Dipartimento di Chimica, Materiali e Ingegneria Chimica "G. Natta", Politecnico di Milano, Via L. Mancinelli 7, 20131, Milano, Italy.
Dipartimento di Chimica, Università degli Studi di Milano, via Golgi 19, I-20133, Milano, Italy.
J Mol Graph Model. 2021 Jun;105:107886. doi: 10.1016/j.jmgm.2021.107886. Epub 2021 Mar 3.
Unintentionally released in the environment as by-products of industrial activities, dioxins, exemplified by 2,3,7,8-tetrachlorodibenzo-p-dioxin (TCDD), represent a primary concern for human health. Exposure to these chemicals is known to produce a broad spectrum of adverse effects, including cancer. The main mechanism of action of TCDD in humans involves binding to the Aryl hydrocarbon Receptor (AhR). Although qualitatively established, TCDD capture by the AhR remains poorly characterized at the molecular level. Starting from a recently developed structural model of the human AhR PAS-B domain, in this work we attempt the identification of viable TCDD access pathways to the human AhR ligand binding domain by means of molecular dynamics. Based on the result of metadynamics simulations, we identify two main regions that may potentially serve as access paths for TCDD. For each path, we characterize the residues closely interacting with TCDD, thereby suggesting a possible mechanism for TCDD capture. Our results are reviewed and discussed in the light of the available information about Human AhR structure and functions.

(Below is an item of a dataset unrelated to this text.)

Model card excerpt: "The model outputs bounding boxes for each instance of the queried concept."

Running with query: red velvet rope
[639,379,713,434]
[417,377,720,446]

作为工业活动的副产品,二恶英(如 2,3,7,8-四氯二苯并对二恶英(TCDD))被意外释放到环境中,这对人类健康构成了主要的关注。已知接触这些化学物质会产生广泛的不良影响,包括癌症。TCDD 在人体内的主要作用机制涉及与芳烃受体(AhR)结合。尽管已经定性确定,但 TCDD 与 AhR 的结合在分子水平上仍未得到很好的描述。从最近开发的人 AhR PAS-B 结构域的结构模型出发,我们尝试通过分子动力学确定可行的 TCDD 进入人 AhR 配体结合域的途径。基于元动力学模拟的结果,我们确定了两个可能作为 TCDD 进入途径的主要区域。对于每条路径,我们都对与 TCDD 密切相互作用的残基进行了表征,从而提出了 TCDD 捕获的可能机制。我们的结果根据关于人 AhR 结构和功能的现有信息进行了审查和讨论。